The running game didn't really feature any other players that have moved on to the next level outside of quarterback Dwayne Haskins. Often showcasing a running style that would make C-3PO blush, Haskins logged 79 official attempts for 108 yards with four scores. He had his moments carrying the ball especially late in the season but he wasn't on the field to run the damn ball. 

Finally, transfer Tate Martell was the only other ball carrier to go for at least 100 total yards last season with 128 in early-season blowouts. Brian Snead and Parris Campbell combined for 20 carries (remember jet sweeps count as receptions) and 61 yards to round out the lost production.

2019 293 51% 1,251 52% 12 52%
2018 230 39% 1,100 32% 15 44%
2017 113 19% 849 27% 9 27%
2016 407 72% 2,332 73% 26 67%
2015 27 4% 108 3% 4 10%
2014 333 52% 2,401 56% 28 62%
2013 11 2% 33 1% 2 5%
2012 159 28% 701 28% 8 40%

Heading into 2019, Dobbins will be counted on to again do the heaviest lifting. Even after a subpar sophomore year when compared to his true freshman campaign, Dobbins still broke the 1,000 yard barrier by 53 yards and logged a team-high 10 rushing touchdowns. 

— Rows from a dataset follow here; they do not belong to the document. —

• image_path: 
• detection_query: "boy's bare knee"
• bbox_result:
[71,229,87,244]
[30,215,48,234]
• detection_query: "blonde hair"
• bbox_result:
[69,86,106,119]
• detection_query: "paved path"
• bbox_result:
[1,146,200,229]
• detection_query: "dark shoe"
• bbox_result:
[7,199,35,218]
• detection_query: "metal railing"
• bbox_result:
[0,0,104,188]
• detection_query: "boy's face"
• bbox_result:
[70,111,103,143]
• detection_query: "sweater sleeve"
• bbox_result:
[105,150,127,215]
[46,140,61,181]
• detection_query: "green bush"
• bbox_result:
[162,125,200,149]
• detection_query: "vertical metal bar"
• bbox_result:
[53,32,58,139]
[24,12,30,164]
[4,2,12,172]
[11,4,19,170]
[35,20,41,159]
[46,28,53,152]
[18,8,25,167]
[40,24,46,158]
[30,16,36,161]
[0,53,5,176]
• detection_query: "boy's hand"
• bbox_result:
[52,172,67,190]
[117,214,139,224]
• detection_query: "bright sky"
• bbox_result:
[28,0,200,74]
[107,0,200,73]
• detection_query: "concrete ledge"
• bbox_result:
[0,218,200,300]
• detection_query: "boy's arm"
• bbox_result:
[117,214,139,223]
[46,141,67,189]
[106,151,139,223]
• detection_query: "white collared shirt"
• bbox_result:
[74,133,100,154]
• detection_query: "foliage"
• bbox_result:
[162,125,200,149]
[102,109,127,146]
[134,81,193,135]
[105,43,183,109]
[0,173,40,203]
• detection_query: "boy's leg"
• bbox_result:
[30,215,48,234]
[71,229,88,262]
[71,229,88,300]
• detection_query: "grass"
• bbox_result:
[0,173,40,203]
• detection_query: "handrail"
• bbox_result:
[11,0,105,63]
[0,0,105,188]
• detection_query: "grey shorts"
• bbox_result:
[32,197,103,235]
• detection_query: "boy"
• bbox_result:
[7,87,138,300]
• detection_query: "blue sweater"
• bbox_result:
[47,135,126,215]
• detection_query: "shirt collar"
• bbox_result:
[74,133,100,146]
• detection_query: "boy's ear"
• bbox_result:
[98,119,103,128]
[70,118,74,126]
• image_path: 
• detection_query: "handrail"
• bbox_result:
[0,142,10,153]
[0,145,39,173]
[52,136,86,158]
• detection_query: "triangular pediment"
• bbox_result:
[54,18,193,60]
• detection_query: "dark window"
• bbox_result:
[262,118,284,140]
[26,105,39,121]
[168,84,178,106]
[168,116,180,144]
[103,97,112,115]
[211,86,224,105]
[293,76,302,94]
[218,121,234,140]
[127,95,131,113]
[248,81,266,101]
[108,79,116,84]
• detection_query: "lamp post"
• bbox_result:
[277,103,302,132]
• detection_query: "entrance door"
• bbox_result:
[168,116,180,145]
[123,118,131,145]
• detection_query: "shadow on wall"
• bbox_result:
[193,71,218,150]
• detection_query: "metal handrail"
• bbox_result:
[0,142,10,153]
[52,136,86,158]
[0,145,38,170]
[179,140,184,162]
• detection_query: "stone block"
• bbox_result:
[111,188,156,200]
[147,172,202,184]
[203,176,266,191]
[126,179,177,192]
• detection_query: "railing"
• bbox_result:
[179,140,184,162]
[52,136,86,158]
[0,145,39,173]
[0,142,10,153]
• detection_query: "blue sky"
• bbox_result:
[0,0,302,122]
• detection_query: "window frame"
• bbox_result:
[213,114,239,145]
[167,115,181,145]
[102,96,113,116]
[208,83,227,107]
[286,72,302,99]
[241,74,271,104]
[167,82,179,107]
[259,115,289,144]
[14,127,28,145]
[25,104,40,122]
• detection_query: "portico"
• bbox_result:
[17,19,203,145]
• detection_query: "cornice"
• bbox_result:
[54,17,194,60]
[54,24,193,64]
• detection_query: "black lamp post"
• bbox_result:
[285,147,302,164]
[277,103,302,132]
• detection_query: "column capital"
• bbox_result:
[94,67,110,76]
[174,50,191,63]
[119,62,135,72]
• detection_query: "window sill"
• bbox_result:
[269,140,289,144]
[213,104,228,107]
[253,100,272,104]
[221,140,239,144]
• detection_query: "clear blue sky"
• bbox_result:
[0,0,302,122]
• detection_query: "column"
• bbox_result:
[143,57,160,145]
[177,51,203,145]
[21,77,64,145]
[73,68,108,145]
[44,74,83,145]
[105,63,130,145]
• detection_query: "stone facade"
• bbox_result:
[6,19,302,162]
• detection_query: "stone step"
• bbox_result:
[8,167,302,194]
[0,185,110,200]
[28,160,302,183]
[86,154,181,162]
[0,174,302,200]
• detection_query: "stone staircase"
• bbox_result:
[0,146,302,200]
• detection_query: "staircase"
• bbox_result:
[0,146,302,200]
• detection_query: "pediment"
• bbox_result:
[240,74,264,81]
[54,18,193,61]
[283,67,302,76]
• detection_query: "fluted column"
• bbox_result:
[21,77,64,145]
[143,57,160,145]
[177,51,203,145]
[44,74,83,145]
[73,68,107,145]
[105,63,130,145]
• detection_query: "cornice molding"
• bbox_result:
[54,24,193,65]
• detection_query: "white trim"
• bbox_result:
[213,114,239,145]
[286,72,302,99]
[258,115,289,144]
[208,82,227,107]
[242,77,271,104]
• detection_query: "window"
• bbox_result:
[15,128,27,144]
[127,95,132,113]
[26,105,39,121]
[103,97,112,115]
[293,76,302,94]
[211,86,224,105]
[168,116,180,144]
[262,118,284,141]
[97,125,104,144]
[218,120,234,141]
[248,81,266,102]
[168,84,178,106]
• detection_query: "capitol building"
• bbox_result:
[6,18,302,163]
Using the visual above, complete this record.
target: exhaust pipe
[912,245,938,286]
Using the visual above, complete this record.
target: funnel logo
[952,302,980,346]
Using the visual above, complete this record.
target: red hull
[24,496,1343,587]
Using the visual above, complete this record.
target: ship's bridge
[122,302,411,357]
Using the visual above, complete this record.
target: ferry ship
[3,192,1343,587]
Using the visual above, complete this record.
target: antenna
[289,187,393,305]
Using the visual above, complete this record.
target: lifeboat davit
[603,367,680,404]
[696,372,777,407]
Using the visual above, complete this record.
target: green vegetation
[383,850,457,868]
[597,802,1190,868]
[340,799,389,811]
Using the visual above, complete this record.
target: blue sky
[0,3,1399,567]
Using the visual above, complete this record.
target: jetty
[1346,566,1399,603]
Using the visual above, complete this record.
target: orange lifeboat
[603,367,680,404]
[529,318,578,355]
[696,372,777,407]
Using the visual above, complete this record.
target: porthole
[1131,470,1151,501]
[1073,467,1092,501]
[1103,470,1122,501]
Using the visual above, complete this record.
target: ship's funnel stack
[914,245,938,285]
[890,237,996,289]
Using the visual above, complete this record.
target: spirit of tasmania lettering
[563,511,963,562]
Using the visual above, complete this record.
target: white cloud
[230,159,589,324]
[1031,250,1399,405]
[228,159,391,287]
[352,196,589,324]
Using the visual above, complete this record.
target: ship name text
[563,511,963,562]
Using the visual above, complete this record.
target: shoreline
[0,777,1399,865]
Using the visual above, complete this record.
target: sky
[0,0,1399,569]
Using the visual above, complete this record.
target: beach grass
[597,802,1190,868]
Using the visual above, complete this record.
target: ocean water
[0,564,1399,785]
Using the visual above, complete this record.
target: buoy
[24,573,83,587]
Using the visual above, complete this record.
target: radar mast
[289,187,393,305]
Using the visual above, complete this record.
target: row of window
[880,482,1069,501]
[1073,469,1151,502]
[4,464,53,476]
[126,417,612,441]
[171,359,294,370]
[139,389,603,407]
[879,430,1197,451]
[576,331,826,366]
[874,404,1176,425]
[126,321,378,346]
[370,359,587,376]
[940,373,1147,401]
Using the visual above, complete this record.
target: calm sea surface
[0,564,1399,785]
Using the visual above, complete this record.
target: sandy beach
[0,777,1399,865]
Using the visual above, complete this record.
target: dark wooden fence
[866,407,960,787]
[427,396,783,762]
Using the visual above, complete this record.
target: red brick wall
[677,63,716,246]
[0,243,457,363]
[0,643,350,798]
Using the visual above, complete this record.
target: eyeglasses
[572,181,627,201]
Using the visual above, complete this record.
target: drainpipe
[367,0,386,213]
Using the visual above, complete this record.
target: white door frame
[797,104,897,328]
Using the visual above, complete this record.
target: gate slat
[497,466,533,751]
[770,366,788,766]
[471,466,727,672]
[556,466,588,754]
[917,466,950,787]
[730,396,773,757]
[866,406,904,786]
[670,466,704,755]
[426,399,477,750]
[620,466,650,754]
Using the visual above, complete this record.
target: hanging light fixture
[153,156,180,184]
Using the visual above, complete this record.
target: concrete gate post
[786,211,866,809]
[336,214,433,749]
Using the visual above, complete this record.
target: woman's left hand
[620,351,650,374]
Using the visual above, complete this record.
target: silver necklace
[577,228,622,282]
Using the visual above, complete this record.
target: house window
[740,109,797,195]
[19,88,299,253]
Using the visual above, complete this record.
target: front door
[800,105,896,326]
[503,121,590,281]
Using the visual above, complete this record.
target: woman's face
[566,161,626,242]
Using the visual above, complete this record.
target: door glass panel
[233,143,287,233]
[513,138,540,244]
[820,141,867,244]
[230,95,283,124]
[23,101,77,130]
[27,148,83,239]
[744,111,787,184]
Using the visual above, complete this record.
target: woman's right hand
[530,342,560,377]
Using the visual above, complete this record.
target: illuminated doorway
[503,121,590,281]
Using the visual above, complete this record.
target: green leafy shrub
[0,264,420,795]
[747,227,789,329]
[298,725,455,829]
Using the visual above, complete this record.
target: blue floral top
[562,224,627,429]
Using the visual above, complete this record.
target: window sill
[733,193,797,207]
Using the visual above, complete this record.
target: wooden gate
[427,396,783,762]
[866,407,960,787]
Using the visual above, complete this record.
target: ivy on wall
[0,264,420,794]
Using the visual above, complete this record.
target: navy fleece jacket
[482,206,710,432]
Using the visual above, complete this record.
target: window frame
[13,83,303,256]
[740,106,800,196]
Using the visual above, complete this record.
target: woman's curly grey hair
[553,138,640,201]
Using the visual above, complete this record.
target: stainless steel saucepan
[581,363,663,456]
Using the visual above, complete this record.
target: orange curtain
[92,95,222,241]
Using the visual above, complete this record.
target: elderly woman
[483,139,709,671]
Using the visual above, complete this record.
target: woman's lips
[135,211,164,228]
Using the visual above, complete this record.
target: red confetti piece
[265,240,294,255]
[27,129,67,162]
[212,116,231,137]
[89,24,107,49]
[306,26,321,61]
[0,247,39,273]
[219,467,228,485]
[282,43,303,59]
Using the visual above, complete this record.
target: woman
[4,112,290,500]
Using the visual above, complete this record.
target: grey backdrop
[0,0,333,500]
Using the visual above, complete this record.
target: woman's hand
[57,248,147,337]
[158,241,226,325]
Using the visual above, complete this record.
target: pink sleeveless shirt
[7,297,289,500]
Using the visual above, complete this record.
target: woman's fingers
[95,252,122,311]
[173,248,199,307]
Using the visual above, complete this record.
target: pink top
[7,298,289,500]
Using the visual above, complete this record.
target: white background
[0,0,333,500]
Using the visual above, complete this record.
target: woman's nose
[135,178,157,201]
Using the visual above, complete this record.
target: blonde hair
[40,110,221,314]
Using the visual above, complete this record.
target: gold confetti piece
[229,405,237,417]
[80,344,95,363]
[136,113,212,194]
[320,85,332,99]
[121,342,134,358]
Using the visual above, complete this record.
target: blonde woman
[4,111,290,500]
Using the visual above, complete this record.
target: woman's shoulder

The biggest issue was his huge drop in yards per carry – from a near-program-record 7.3 as a freshman to a pedestrian (by OSU standards) 4.6 as a sophomore – behind an offensive line that struggled to create holes. 

Weber proved better at creating his own seams and having a better shot of dragging guys and/or falling forward than Dobbins, who has shown to be dangerous back when he can get to the second level relatively unscathed. 

Last year, Dobbins went for 205 yards on 37 carries with a touchdown in a heroic performance against Maryland, torched Nebraska for 163 yards and three scores, and played a big role in Ohio State's win over TCU with 121 yards on 18 carries. 

Whether or not Dobbins has success on par with his 2017 campaign remains to be seen and will again be somewhat dependent Ohio State's offensive line doing its a job with far greater effectiveness than it did for large stretches of 2018. 

Either way, while many expect Dobbins to be the bell cow, a more balanced workload like we witnessed last season could be in play if Demario McCall can prove to be an effective backup tailback while possibly moonlighting at H-back and Justin Fields also logs a few more designed runs than Haskins did last fall. 

If McCall is used more exclusively on the outside and/or doesn't prove serviceable as a ball carrier, it's plausible redshirt freshman Master Teague gets a chance after flashing a nice blend of speed and power in September blowouts last season. 

After that, it feels like a long shot but true freshman Marcus Crowley doesn't seem to be short on talent. 

At least one of the McCall, Teague, Crowley trio must emerge because having two dependable backs is a must no matter what Day might ask Fields to bring to the table as a runner.